Point-of-care echocardiograms
All POC echocardiograms were performed using the same protocol with a portable ultrasound system (Vivid q by GE, Milwaukee, WI). Study echocardiograms were limited and included only the apical imaging window utilizing the 4-chamber, 2-chamber, and long axis views. After the recording of these ultrasound clips, the POC echocardiogram was considered complete and stored both in the ultrasound system and transmitted to our EchoPAC (GE Milwaukee, WI, USA) workstation for subsequent offline analysis by an investigator who was blinded to treatment, all clinical and laboratory variables and outcome.
Strain analysis
Offline analysis was conducted according to the recommendation of the American Society of Echocardiography and the European Society of Cardiovascular Imaging using commercially available software (EchoPAC version 110.1.1 BT 11, GE Milwaukee, WI, USA). We calculated GLS from the baseline POC echocardiogram and again from the 2nd POC echocardiogram performed 23 h following enrollment using the embedded Automated Function Imaging (AFI) tool. Using the longitudinal strain tracings (Fig. 2), LV MDI was subsequently calculated for baseline and repeat POC echocardiograms by calculating standard deviation of the time-to-peak longitudinal (negative) strain for each of the segments analyzed. All of the strain analyses were performed by a single operator (MF) who was blinded to all of the clinical, radiological and laboratory data at the time of analysis. The automated tracings provided by the AFI software were utilized without any manual adjustments unless it was noted by the operator that the automatic tracings of the endocardial border were grossly inappropriate. Only echocardiograms with frame rates between 40 and 80 frames per second were included for analysis. Echocardiograms that had more than 1 non-trackable segment in a single imaging plane were excluded from analysis as GLS is unable to be calculated when any of the imaging planes are missing > 1 segmental strain. Our prior study demonstrated a very high inter-rater reliability between sonographers of with a concordance correlation coefficient of 0.993 [10].

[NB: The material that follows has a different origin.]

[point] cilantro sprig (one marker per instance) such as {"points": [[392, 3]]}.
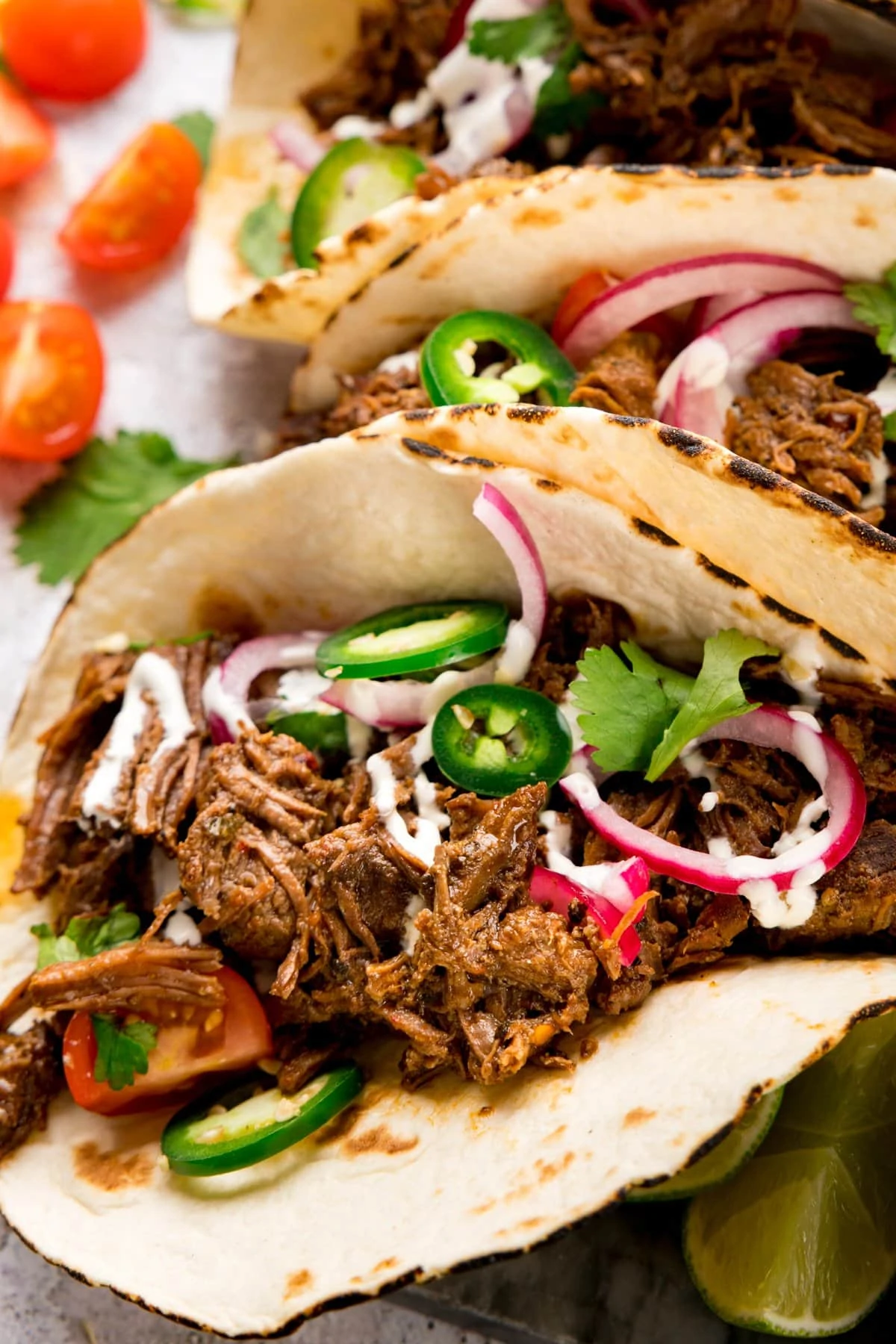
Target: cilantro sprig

Primary outcomes and data analysis
All statistical analyses were performed using SAS 9.4. Categorical variables were compared using Chi squared, or Fisher’s exact test in cases were expected cell counts was insufficient, and continuous measures were compared using the paired T test and Wilcoxon Rank sum (both approaches were consistent in categorizing results at the 0.05 significance level). Logistic regression was performed to investigate the relationship between GLS, MDI, and our primary outcome which was readmission or death within 30 days of discharge. We assessed initial, final, and percent change to investigate whether absolute measure, or directional trends in MDI and GLS were useful predictors of patient outcome. Single and multiple logistic regressions were performed using measures of MDI and GLS individually, and in combination. The c-statistic [area under receiver–operator characteristic curve (AUC)] was reported as a measure of logistic regression performance, and Wald’s Chi square was used to evaluate predictor significance in each model.